- Overview
- Installation
- Torch Model Archiver CLI
- Artifact Details
- Quick Start: Creating a Model Archive
- Model specific custom python requirements
A key feature of TorchServe is the ability to package all model artifacts into a single model archive file. It is a separate command line interface (CLI), torch-model-archiver
, that can take model checkpoints or model definition file with state_dict, and package them into a .mar
file. This file can then be redistributed and served by anyone using TorchServe. It takes in the following model artifacts: a model checkpoint file in case of torchscript or a model definition file and a state_dict file in case of eager mode, and other optional assets that may be required to serve the model. The CLI creates a .mar
file that TorchServe's server CLI uses to serve the models.
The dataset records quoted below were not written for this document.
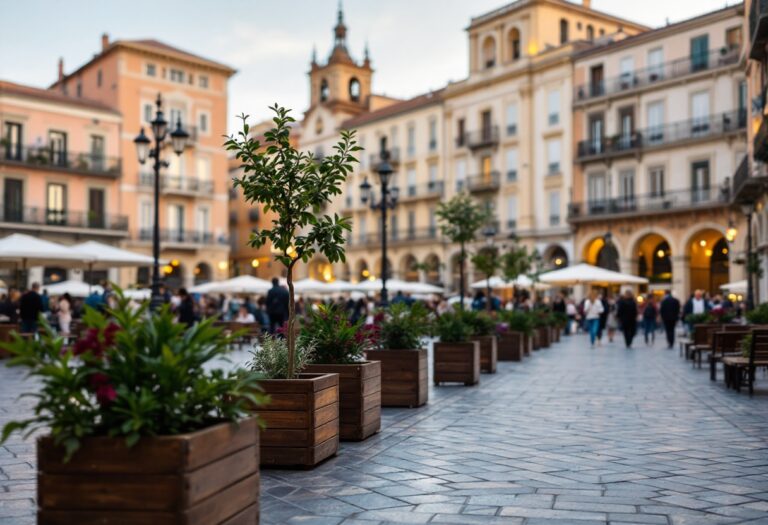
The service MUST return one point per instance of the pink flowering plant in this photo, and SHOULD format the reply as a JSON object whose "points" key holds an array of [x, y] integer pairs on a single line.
{"points": [[130, 374]]}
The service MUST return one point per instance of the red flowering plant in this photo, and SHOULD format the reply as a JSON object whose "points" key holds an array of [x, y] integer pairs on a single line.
{"points": [[131, 373]]}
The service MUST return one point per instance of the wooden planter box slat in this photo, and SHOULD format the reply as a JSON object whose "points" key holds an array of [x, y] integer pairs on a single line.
{"points": [[457, 363], [511, 346], [302, 420], [488, 353], [404, 377], [205, 477], [359, 398]]}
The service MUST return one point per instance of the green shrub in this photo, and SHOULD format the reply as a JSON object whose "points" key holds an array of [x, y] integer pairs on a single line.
{"points": [[401, 327], [271, 358], [131, 375], [451, 328], [334, 338]]}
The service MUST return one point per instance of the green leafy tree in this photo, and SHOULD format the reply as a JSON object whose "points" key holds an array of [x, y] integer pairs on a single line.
{"points": [[460, 218], [296, 187]]}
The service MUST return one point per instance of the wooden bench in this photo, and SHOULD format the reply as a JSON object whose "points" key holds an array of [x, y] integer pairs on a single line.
{"points": [[739, 370]]}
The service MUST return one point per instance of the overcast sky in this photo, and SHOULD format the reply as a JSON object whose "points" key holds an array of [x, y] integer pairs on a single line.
{"points": [[416, 45]]}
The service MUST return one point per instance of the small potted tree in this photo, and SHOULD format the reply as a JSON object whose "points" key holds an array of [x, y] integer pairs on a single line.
{"points": [[295, 187], [460, 218], [400, 330], [339, 348], [136, 424], [456, 358], [483, 328]]}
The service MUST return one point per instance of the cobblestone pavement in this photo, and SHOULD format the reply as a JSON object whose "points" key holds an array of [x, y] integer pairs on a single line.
{"points": [[570, 435]]}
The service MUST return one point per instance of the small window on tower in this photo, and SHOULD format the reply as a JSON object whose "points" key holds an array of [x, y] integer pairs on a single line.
{"points": [[354, 90]]}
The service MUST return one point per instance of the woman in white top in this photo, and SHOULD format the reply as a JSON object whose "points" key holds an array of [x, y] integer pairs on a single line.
{"points": [[593, 307]]}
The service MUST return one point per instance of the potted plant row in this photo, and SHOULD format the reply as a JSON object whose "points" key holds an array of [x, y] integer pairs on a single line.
{"points": [[136, 428], [456, 357], [339, 348], [398, 347]]}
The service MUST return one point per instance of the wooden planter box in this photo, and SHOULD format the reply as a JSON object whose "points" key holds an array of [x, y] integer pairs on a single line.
{"points": [[404, 381], [511, 346], [205, 477], [488, 352], [359, 398], [302, 420], [544, 336], [457, 363]]}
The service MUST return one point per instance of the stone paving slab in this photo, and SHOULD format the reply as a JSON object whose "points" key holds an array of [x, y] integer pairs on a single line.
{"points": [[569, 435]]}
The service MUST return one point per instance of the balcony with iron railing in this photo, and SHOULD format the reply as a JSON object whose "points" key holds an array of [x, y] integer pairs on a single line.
{"points": [[32, 216], [660, 136], [640, 78], [178, 184], [480, 183], [184, 237], [664, 202], [485, 137], [49, 159], [758, 29]]}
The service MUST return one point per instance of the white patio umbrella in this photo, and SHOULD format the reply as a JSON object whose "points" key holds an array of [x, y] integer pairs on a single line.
{"points": [[587, 274], [73, 288]]}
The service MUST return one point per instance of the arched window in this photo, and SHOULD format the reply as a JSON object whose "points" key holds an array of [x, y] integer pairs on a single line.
{"points": [[354, 90], [489, 52], [514, 44]]}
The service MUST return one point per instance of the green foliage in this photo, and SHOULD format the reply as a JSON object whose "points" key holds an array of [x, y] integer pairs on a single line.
{"points": [[296, 187], [334, 338], [131, 375], [402, 327], [518, 321], [758, 315], [451, 328], [271, 358], [479, 323]]}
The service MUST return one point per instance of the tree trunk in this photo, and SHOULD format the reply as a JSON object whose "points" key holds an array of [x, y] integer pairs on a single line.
{"points": [[290, 336]]}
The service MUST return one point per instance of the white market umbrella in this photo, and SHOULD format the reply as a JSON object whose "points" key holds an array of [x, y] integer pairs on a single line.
{"points": [[73, 288], [25, 250], [737, 287], [587, 274]]}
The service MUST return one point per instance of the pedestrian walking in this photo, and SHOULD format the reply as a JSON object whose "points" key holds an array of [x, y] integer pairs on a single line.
{"points": [[670, 313], [626, 314], [593, 308]]}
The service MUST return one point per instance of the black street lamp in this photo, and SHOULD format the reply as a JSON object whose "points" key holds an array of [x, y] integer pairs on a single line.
{"points": [[144, 150], [388, 200], [747, 211]]}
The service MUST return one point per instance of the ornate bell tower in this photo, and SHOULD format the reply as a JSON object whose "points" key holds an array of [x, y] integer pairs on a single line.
{"points": [[341, 84]]}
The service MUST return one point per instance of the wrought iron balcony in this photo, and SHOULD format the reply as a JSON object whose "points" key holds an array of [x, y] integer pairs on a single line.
{"points": [[758, 29], [674, 69], [47, 158], [40, 216], [665, 202], [688, 130], [483, 138], [176, 184]]}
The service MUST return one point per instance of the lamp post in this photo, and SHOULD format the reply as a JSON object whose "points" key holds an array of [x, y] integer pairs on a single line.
{"points": [[747, 210], [490, 237], [388, 200], [145, 150]]}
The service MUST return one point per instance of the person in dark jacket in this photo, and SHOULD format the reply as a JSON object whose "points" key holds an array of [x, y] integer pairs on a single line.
{"points": [[277, 306], [626, 314], [30, 308], [186, 309], [670, 313]]}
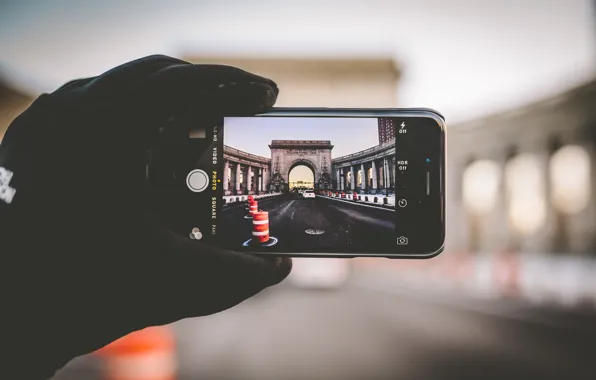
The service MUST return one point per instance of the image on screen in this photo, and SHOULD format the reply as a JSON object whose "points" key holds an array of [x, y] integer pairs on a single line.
{"points": [[294, 184]]}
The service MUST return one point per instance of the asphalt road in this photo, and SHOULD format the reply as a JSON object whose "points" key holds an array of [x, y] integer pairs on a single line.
{"points": [[347, 227], [373, 329]]}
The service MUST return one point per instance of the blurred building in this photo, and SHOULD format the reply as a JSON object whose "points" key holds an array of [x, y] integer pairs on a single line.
{"points": [[524, 180], [356, 83], [12, 103]]}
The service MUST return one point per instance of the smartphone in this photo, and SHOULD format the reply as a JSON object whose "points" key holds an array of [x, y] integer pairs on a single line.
{"points": [[309, 182]]}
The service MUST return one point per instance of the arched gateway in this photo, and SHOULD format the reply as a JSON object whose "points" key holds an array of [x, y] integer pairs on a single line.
{"points": [[287, 154]]}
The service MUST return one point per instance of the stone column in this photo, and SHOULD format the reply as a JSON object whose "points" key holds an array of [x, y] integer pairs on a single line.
{"points": [[363, 177], [374, 167], [386, 179], [392, 172], [247, 177], [238, 171]]}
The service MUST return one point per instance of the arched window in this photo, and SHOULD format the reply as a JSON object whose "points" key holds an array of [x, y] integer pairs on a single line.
{"points": [[480, 184], [570, 179], [526, 206]]}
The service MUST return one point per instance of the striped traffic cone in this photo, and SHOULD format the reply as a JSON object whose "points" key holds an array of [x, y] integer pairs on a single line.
{"points": [[147, 354]]}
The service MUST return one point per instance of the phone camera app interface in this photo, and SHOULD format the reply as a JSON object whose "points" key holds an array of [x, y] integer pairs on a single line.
{"points": [[292, 184]]}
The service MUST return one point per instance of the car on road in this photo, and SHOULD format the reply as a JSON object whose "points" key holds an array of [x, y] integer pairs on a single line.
{"points": [[308, 194]]}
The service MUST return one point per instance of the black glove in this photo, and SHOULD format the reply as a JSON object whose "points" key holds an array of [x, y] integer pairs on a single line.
{"points": [[84, 259]]}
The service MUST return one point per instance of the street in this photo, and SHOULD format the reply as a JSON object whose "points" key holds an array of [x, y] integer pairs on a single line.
{"points": [[343, 224], [375, 328]]}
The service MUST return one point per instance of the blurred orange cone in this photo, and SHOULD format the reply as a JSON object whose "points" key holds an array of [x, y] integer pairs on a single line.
{"points": [[147, 354]]}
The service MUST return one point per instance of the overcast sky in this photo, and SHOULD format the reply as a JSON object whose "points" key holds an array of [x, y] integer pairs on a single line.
{"points": [[464, 58], [254, 134]]}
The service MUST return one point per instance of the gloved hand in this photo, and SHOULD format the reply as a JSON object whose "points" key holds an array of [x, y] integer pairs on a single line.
{"points": [[84, 260]]}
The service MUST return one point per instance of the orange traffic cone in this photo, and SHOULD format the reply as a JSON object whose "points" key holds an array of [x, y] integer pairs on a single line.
{"points": [[147, 354]]}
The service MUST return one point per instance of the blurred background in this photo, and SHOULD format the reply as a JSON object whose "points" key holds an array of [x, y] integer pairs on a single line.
{"points": [[514, 294]]}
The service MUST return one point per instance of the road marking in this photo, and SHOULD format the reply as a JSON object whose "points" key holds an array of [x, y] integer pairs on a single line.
{"points": [[359, 204], [364, 218]]}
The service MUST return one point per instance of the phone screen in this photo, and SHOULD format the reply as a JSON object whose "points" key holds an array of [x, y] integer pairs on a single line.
{"points": [[351, 186]]}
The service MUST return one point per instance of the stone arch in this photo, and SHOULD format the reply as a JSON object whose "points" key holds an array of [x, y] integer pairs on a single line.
{"points": [[303, 162]]}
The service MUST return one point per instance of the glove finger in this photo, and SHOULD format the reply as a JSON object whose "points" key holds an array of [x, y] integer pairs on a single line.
{"points": [[209, 89], [190, 278]]}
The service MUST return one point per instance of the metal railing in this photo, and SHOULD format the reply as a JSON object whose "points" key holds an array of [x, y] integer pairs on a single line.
{"points": [[242, 154], [366, 152]]}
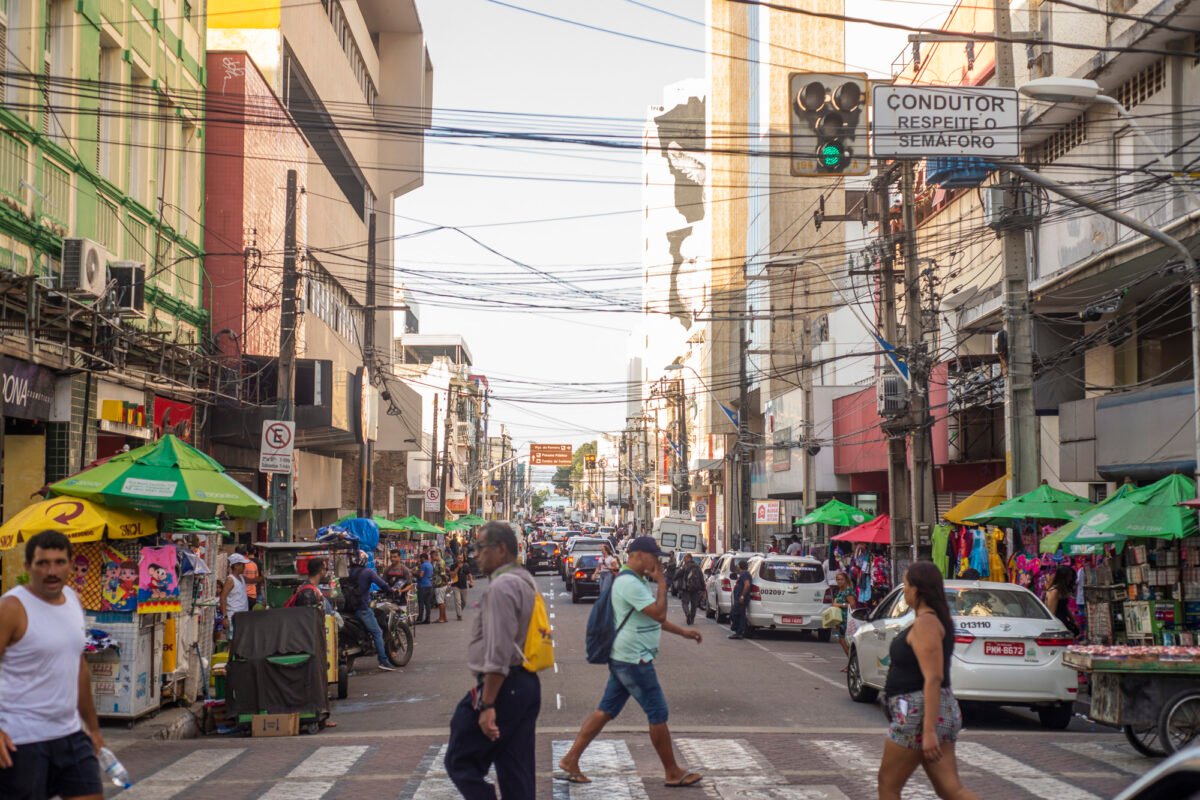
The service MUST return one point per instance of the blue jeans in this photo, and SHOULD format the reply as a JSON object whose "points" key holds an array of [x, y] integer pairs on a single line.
{"points": [[366, 615], [639, 681], [469, 753]]}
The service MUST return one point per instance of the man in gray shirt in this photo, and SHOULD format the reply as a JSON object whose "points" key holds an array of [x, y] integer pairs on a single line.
{"points": [[496, 722]]}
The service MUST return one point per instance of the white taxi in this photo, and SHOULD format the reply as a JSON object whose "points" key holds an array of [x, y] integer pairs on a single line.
{"points": [[1007, 649], [789, 593]]}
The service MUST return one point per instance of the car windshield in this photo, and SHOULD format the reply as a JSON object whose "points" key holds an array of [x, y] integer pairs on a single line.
{"points": [[995, 602], [791, 572]]}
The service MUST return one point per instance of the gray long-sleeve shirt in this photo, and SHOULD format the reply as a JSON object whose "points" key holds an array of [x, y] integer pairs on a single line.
{"points": [[498, 630]]}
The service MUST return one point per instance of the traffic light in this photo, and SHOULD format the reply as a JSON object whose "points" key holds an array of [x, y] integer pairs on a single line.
{"points": [[828, 116]]}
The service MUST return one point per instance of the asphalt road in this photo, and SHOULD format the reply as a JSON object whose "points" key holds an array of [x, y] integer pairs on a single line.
{"points": [[763, 719]]}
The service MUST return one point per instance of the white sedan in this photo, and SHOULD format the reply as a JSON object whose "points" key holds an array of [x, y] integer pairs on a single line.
{"points": [[1008, 649]]}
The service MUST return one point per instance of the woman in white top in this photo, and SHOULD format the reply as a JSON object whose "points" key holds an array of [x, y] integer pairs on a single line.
{"points": [[233, 594]]}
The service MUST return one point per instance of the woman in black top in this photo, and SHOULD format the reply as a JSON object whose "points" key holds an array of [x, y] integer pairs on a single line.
{"points": [[925, 717], [1059, 596]]}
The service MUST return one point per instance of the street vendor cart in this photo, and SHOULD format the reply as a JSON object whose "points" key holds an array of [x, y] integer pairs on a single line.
{"points": [[1152, 693]]}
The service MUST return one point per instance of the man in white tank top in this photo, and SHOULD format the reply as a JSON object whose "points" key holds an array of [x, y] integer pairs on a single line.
{"points": [[49, 734]]}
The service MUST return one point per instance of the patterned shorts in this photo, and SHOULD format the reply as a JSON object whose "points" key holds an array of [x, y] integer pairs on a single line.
{"points": [[907, 716]]}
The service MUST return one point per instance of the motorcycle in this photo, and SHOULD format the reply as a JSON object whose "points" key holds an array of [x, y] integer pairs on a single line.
{"points": [[354, 641]]}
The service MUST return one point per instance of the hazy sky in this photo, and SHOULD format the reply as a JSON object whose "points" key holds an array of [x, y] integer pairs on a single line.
{"points": [[497, 59]]}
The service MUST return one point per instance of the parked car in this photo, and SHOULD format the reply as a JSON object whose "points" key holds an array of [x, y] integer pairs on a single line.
{"points": [[1007, 649], [576, 547], [789, 593], [1176, 779], [719, 587], [541, 557], [582, 584]]}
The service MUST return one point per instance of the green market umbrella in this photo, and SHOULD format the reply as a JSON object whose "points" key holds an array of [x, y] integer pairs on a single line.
{"points": [[1150, 512], [383, 523], [837, 513], [1089, 539], [166, 476], [1043, 503], [417, 524]]}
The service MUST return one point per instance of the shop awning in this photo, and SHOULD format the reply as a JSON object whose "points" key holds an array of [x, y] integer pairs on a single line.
{"points": [[82, 521], [983, 499], [876, 531]]}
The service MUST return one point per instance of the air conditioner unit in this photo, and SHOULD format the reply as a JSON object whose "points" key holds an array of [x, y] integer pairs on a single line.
{"points": [[84, 266], [130, 293], [1006, 208], [892, 394]]}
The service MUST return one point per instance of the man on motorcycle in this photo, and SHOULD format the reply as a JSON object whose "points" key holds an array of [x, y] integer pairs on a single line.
{"points": [[359, 603]]}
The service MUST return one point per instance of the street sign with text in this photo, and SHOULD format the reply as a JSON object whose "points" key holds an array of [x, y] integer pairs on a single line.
{"points": [[551, 455], [275, 452], [951, 121]]}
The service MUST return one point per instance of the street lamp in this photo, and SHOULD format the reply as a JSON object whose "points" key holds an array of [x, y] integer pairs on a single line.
{"points": [[1074, 90]]}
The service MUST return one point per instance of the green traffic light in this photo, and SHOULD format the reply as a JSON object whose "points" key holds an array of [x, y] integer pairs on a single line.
{"points": [[833, 156]]}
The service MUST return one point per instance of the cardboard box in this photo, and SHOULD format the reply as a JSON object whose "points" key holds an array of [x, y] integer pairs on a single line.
{"points": [[275, 725]]}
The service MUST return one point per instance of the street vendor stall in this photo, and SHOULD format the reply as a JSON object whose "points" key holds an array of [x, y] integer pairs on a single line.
{"points": [[142, 587], [1152, 693]]}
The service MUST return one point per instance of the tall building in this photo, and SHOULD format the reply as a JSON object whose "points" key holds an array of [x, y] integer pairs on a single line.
{"points": [[300, 85], [101, 215]]}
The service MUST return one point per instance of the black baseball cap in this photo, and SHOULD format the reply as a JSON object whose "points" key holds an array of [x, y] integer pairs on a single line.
{"points": [[645, 545]]}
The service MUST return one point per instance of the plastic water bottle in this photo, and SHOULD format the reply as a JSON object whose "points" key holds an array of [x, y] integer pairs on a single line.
{"points": [[113, 769]]}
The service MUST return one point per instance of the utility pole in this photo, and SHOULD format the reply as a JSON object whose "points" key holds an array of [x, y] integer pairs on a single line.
{"points": [[898, 459], [445, 453], [433, 451], [366, 449], [685, 491], [1023, 434], [280, 529], [921, 486], [743, 444]]}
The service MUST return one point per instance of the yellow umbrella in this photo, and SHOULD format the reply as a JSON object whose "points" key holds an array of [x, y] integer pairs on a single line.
{"points": [[989, 497], [82, 521]]}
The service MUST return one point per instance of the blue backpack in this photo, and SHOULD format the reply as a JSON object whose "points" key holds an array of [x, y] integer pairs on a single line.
{"points": [[601, 629]]}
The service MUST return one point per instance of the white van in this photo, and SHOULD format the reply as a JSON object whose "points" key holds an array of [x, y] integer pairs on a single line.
{"points": [[789, 593], [678, 535]]}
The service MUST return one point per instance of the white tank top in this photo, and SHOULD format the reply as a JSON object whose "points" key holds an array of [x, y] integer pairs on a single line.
{"points": [[40, 674], [238, 600]]}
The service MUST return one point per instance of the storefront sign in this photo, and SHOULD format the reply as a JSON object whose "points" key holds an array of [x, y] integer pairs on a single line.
{"points": [[28, 389], [766, 512], [172, 416]]}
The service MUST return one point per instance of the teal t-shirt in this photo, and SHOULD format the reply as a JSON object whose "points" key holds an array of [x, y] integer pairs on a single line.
{"points": [[639, 639]]}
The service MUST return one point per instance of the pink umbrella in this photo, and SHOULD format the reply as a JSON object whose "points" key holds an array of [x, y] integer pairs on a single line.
{"points": [[875, 531]]}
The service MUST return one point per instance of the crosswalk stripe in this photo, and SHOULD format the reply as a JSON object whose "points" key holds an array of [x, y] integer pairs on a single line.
{"points": [[180, 775], [610, 765], [329, 762], [1030, 779], [864, 768], [1128, 763], [298, 791]]}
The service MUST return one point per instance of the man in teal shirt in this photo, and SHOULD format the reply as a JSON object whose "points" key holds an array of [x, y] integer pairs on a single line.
{"points": [[641, 614]]}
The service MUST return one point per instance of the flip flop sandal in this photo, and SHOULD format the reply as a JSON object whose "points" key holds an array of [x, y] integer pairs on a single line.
{"points": [[574, 777], [690, 779]]}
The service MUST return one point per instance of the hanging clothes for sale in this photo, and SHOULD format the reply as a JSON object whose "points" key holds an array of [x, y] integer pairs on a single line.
{"points": [[995, 540], [979, 553], [940, 542]]}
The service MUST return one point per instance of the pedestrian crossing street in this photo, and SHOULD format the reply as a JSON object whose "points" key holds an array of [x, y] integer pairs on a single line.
{"points": [[765, 767]]}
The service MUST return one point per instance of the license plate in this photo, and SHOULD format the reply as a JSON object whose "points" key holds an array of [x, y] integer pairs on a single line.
{"points": [[1005, 649]]}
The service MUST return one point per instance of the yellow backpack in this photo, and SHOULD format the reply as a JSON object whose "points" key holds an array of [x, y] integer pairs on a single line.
{"points": [[539, 648]]}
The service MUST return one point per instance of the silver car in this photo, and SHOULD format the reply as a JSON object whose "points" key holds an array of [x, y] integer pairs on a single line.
{"points": [[1008, 649]]}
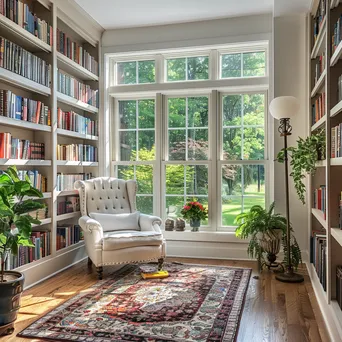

Important: Make sure you try the Quick Start: Creating a Model Archive tutorial for a short example of using torch-model-archiver
.
The following information is required to create a standalone model archive:
Install torch-model-archiver as follows:
pip install torch-model-archiver
Install torch-model-archiver as follows:
git clone https://github.com/pytorch/serve.git
cd serve/model-archiver
pip install .
Now let's cover the details on using the CLI tool: model-archiver
.
Here is an example usage with the densenet161 model archive following the example in the examples README:
torch-model-archiver --model-name densenet161 \
--version 1.0 \
--model-file examples/image_classifier/densenet_161/model.py \
--serialized-file densenet161-8d451a50.pth \
--extra-files examples/image_classifier/index_to_name.json \
--handler image_classifier
$ torch-model-archiver -h
usage: torch-model-archiver [-h] --model-name MODEL_NAME --version MODEL_VERSION_NUMBER
--model-file MODEL_FILE_PATH --serialized-file MODEL_SERIALIZED_PATH
--handler HANDLER [--runtime {python,python3}]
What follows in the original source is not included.